Antibacterial mechanisms of silica/polydopamine/silver nanoparticles against gram positive and gram negative bacteria

Silica/polydopamine/silver (SiO₂/PD/Ag) nanoparticles (NPs) with a core-shell-satellite structure were fabricated and the mechanisms of their antibacterial activity were investigated. In this reported work, the results of the reactive oxygen species (ROS) assays, the deoxyribonucleic acid (DNA) damage assays and a cell morphology observation confirmed that Vibrio natriegens, a gram negative bacterium and Bacillus subtilis, a gram positive bacterium could be inhibited by the NPs. Gram negative bacteria exhibited more sensitivity towards the Ag NPs because these NPs were associated with penetration into the cytoplasm, with the subsequent local interaction of Ag with the cell components; thus, causing damages to the cells.

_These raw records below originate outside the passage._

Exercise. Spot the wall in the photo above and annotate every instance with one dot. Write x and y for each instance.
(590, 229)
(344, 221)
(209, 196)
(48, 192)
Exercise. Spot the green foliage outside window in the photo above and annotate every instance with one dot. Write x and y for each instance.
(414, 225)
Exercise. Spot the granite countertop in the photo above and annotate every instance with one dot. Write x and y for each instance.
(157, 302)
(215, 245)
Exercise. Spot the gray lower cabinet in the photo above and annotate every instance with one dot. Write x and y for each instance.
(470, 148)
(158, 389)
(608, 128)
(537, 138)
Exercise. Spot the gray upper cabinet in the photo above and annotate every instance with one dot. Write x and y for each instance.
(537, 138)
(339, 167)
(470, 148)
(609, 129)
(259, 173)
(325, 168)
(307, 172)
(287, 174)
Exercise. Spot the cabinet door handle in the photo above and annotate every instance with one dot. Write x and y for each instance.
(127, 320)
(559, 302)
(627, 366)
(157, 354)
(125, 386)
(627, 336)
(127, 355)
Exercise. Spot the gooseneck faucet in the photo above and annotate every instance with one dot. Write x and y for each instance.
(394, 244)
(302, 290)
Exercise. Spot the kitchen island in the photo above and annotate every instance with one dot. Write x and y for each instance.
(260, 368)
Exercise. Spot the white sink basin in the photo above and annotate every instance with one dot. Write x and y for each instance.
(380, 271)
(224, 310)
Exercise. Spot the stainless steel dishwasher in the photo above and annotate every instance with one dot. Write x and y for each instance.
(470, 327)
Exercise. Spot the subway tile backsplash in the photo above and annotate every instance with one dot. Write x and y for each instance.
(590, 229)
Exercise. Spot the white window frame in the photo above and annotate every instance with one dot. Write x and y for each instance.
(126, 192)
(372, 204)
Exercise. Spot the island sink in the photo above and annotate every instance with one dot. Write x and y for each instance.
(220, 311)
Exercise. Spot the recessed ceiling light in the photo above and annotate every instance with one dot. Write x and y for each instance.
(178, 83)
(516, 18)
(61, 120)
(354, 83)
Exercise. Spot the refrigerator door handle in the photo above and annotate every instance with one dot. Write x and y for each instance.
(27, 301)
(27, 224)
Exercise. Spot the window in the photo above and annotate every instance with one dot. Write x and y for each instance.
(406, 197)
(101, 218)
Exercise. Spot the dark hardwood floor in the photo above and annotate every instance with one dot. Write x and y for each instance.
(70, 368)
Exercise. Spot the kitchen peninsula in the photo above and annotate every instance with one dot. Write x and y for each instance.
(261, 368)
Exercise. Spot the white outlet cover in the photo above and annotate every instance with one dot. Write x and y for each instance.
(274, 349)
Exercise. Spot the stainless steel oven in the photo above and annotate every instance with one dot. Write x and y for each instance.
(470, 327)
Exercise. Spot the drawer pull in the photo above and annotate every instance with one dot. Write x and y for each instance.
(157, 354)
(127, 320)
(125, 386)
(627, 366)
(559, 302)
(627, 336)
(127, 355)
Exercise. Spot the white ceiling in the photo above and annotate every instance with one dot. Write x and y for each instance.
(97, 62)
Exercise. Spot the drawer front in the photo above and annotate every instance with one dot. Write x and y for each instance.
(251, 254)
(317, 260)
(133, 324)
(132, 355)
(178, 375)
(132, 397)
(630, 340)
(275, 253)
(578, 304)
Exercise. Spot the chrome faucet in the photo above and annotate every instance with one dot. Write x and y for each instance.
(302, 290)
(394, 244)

SiO₂/PD/Ag NPs produced ROS which caused damage to the DNA leading to the suppression of transcription as detected by a reporter gene assay. Furthermore, ROS induced membrane damage was determined by transmission electron microscopy. Thus, the mechanisms of antibacterial activity were interpreted more precisely by using the aforementioned experiments. The results revealed that the production of ROS and damage to the membrane were the two major mechanisms of the bactericidal action of SiO₂/PD/Ag NPs; thus, these NPs could be employed as effective antifouling agents.